Mantra der Schuldenbremse bröckelt langsam
Man müsse mehr investieren, ist am Mediengipfel immer wieder zu hören. Doch Schulden machen gilt als verpönt, allzu oft wird in der öffentlichen Debatte privates Haushalten mit staatlichem fälschlicherweise gleichgesetzt. Mario Holzner verdeutlicht: „Schulden sind nur die eine Seite der buchhalterischen Definition von Investitionen. Das Mantra der Schuldenbremse wird langsam über Bord geworfen.“ Auch der ehemalige EZB-Präsident Mario Draghi positioniert sich in seinem kürzlich veröffentlichten Draghi-Bericht zur Zukunft der Wettbewerbsfähigkeit Europas als Befürworter einer gemeinsamen europäischen Schuldenaufnahme für gemeinsame europäische Investitionen.

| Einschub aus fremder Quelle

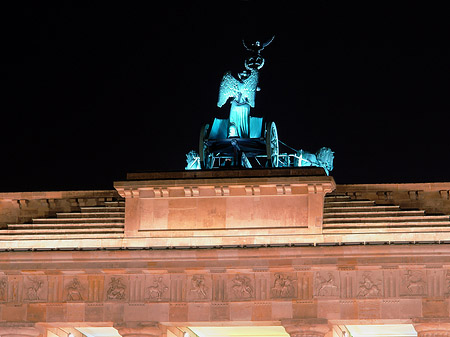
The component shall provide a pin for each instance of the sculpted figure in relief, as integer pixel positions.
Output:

Es blieb unbestritten, dass die Europäische Union vor großen Herausforderungen stehe und sich neu aufstellen müsse. Die Lage sei aber nicht aussichtslos, meinte Othmar Karas: „Es liegt ausschließlich an uns.“
„Europa zwischen den Blöcken“
Vom 5. bis 7. Dezember 2024 treffen sich internationale Experten und Entscheidungsträger in Lech am Arlberg für eine Standortbestimmung. Ein Fokus liegt auf den Folgen der amerikanischen Wahlen für die weltpolitische Situation – wobei die Perspektive „Trump 2.0“ im Weißen Haus fundamentale Veränderungen für Europa und die Nato mit sich bringen kann. Dies wirkt sich auch direkt auf den Krieg in der Ukraine aus: Ohne Hilfe aus den USA droht Kiew eine Niederlage. Und will sich Europa diesem Szenario überhaupt resolut entgegenstellen?
Berichterstattung im Rahmen der Medienakademie
Die internationale Medienakademie zählt seit Jahren zum festen Bestandteil des Mediengipfels in Lech am Arlberg. Nachwuchsjournalist:innen aus Österreich, Deutschland und der Schweiz bekommen hier die Möglichkeit, wertvolle Praxiserfahrungen unter Echtzeitbedingungen zu sammeln. Die Teilnehmer:innen begleiten den Europäischen Mediengipfel vor Ort und berichten mehrere Tage live von den Diskussionsrunden.